Posted on:2007-05-03Degree:Ph.DType:Dissertation
University:Stanford UniversityCandidate:Jones, Toby CraigFull Text:PDF
GTID:1445390005473854Subject:History
Abstract/Summary:
The component essays of my dissertation identify historical mechanisms that have been successful in fostering tolerance and cooperation among members of different social or ethnic groups and derive possible implications for contemporary policy. "Trade, institutions and religious conflict in India" analyses the different incentives that shaped Hindu and Muslim interaction in India's towns from the 7th to the 17th century, and shows that differences in the degree to which Hindus and Muslims could provide one another with complementary, non-replicable services in this period has resulted in a sustained institutional legacy of contemporary religious tolerance. Medieval trading ports---where Muslim religious advantages in accessing Indian Ocean trade routes provided such complementarities over this period---were 20% as likely as otherwise similar towns to experience a religious riot between 1850-1950 and continued to exhibit fewer and less widespread religious conflict during the Gujarat riots of 2002.;Using an econometric study of new data on the prior economic interests of members of the Long Parliament of 1640, "Trade, joint-stock corporations and the struggle for democratic governance in revolutionary England" highlights the importance of a new organisational form, the overseas joint-stock corporation, in England's political development.
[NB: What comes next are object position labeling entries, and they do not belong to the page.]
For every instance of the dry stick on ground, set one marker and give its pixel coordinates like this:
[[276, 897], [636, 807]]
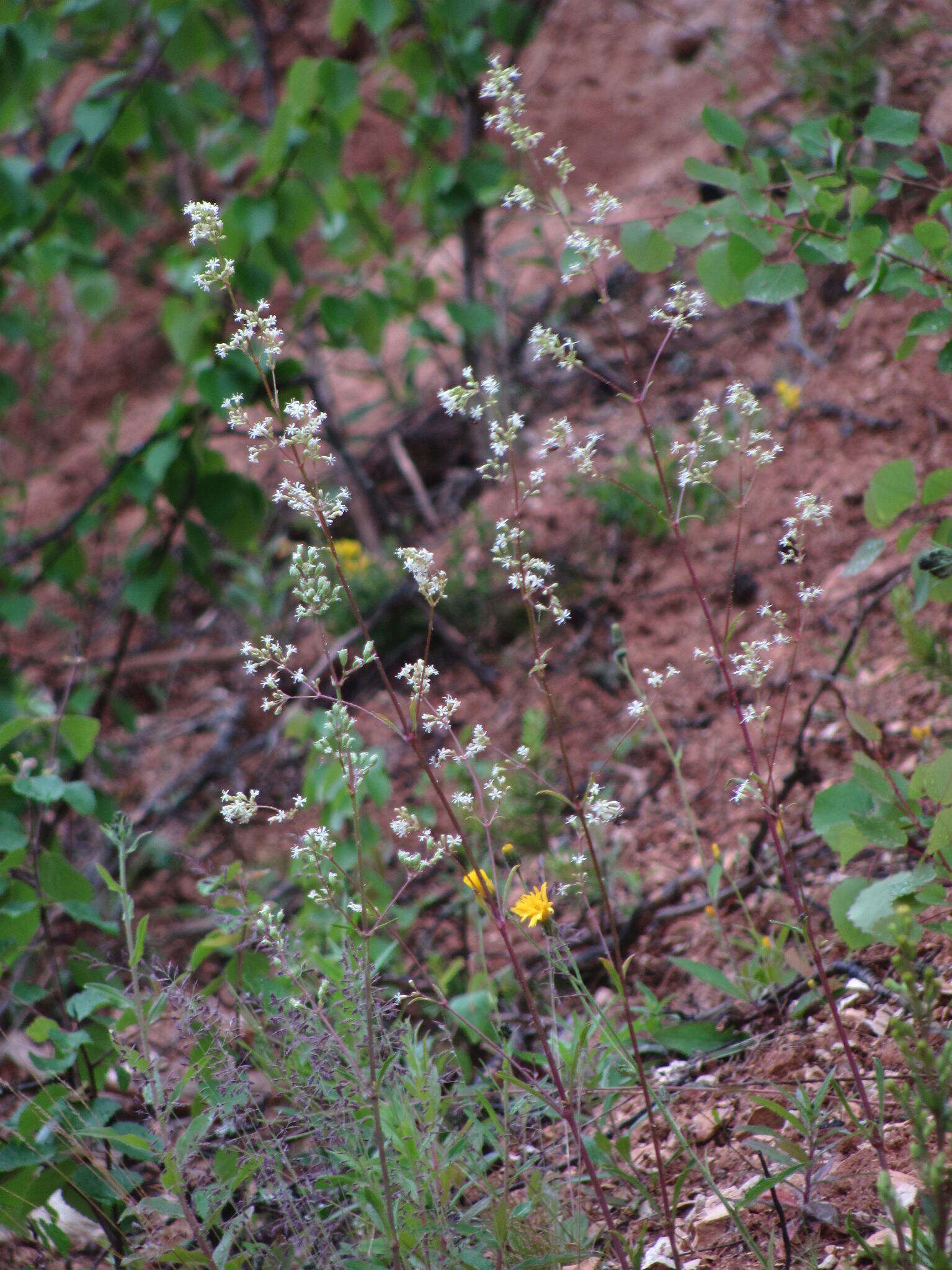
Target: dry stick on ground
[[25, 548], [801, 772]]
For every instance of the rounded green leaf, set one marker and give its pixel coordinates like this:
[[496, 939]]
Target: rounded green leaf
[[895, 127], [723, 128], [775, 284], [645, 248], [890, 493]]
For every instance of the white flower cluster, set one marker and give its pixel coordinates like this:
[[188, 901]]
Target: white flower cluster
[[259, 432], [269, 925], [419, 563], [269, 657], [582, 454], [207, 228], [239, 808], [465, 398], [483, 399], [313, 588], [595, 808], [216, 274], [682, 308], [304, 431], [441, 718], [340, 742], [526, 573], [499, 87], [548, 343], [698, 457], [418, 676], [757, 444], [809, 509], [658, 679], [314, 851], [325, 506], [206, 223], [257, 334], [560, 160], [601, 205], [584, 251], [520, 196]]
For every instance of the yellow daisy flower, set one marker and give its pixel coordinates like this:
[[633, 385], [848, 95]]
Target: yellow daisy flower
[[789, 394], [535, 907], [480, 883], [352, 555]]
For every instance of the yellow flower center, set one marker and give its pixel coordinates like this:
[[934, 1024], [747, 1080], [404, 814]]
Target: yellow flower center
[[535, 907]]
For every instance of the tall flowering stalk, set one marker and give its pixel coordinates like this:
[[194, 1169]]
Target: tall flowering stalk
[[295, 429], [697, 463]]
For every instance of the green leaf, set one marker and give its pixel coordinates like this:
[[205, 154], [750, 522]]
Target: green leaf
[[842, 900], [688, 229], [475, 319], [866, 554], [342, 19], [890, 493], [12, 833], [80, 798], [476, 1008], [723, 128], [895, 127], [776, 284], [13, 728], [231, 504], [80, 735], [140, 941], [930, 321], [723, 268], [838, 804], [40, 789], [645, 248], [61, 882], [863, 241], [935, 779], [932, 235], [937, 485], [711, 976], [97, 292], [941, 833], [875, 905]]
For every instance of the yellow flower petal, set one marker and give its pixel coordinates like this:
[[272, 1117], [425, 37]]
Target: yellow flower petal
[[535, 907], [480, 883]]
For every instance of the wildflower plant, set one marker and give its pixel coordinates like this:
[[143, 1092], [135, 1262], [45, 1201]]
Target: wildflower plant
[[293, 429], [386, 1147]]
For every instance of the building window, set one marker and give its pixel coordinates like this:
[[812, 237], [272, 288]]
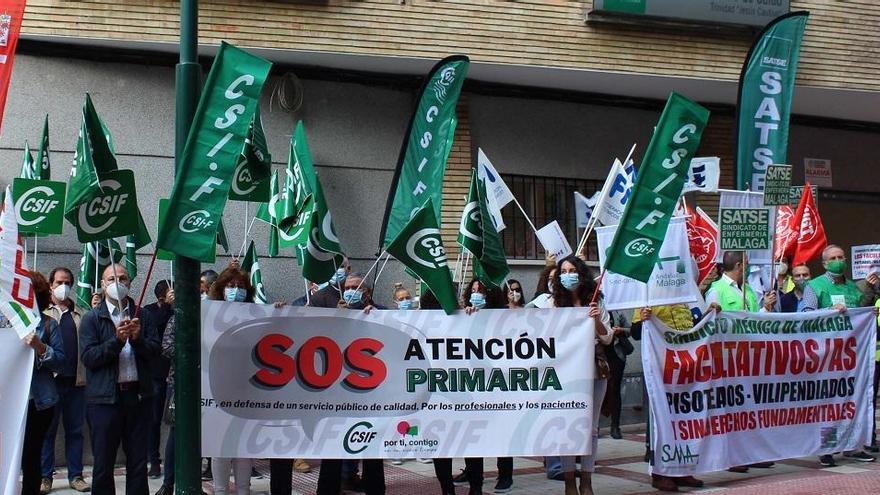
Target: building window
[[544, 199]]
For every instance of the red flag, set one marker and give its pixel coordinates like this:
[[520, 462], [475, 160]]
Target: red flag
[[786, 232], [811, 234], [702, 238], [11, 14]]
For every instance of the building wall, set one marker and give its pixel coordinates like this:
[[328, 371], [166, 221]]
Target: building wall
[[839, 49]]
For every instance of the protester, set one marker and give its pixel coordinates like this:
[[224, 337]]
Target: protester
[[49, 358], [574, 286], [834, 290], [160, 312], [679, 318], [70, 383], [793, 301], [116, 349]]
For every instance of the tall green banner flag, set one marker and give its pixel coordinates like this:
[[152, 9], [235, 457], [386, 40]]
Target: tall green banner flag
[[43, 152], [477, 234], [422, 161], [213, 147], [766, 88], [419, 247], [251, 265], [661, 178]]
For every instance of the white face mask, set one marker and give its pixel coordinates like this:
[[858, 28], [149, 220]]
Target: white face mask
[[62, 292], [117, 291]]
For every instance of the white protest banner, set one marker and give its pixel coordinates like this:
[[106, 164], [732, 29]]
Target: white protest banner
[[747, 199], [703, 175], [817, 171], [583, 207], [554, 241], [313, 383], [672, 281], [16, 367], [498, 195], [742, 388], [865, 260]]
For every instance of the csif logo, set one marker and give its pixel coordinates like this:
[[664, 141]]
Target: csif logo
[[35, 205], [426, 249], [358, 438], [638, 247]]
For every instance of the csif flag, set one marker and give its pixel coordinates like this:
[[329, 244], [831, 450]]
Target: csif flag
[[766, 89], [213, 147], [662, 175], [478, 235], [422, 160], [811, 238], [702, 240], [251, 265], [17, 300], [419, 247]]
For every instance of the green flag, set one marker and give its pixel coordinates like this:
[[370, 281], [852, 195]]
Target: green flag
[[766, 88], [422, 161], [419, 247], [201, 186], [480, 237], [252, 266], [250, 182], [661, 178], [27, 163], [43, 152]]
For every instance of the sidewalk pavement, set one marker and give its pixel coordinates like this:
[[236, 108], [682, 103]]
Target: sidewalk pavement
[[620, 470]]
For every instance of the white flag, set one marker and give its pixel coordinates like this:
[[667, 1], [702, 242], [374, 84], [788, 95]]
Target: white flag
[[703, 175], [17, 301], [584, 208], [672, 281]]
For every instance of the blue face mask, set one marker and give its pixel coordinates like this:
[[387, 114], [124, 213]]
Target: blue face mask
[[570, 281], [234, 294], [478, 300], [352, 296]]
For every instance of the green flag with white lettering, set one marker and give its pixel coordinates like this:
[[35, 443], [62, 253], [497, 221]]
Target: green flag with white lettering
[[428, 141], [251, 265], [661, 178], [480, 238], [419, 247], [43, 152], [766, 89], [213, 147]]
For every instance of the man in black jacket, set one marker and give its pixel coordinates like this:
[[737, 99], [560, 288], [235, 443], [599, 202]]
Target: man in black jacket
[[116, 349]]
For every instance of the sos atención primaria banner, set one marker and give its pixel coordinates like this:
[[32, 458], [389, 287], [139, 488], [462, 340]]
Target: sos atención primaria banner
[[333, 383], [742, 388]]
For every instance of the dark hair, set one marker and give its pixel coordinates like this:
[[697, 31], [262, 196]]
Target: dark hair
[[543, 279], [215, 293], [161, 289], [731, 258], [61, 269], [506, 289], [562, 297], [41, 291]]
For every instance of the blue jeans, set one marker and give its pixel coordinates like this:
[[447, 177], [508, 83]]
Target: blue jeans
[[72, 406]]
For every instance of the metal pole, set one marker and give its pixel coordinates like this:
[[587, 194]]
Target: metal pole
[[187, 313]]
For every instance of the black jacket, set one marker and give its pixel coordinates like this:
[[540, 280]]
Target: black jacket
[[99, 350]]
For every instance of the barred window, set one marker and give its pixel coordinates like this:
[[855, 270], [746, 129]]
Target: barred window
[[544, 199]]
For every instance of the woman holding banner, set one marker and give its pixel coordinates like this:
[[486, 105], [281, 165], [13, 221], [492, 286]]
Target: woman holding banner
[[573, 286], [48, 359]]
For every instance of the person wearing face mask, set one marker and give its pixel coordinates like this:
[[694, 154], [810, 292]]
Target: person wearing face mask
[[833, 290], [574, 286], [49, 358], [70, 382], [793, 301], [116, 348]]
Investment in joint-stock corporations aligned landowners' incentives with those of merchants, shifting individuals who were otherwise likely to be Crown supporters into active opposition. Thus, corporations created a broad coalition that successfully opposed the Crown during England's Civil War and helped shape its subsequent parliamentary democracy.;"A theory of group formation and social hierarchy", joint with Susan Athey, explores how informal institutions may sustain cooperation among members of large populations when the legal ordering is weak. We characterize the cooperative equilibria that emerge from the creation of "communities" or subgroups. By coordinating their exchanges within communities, individuals are able to sustain cooperation even in the presence of attractive outside options. We construct equilibria where players adhere to a "social hierarchy" that comes with seniority within a community and contrast such hierarchical equilibria with other social conventions that involve conditioning trust on "culture-specific" capital.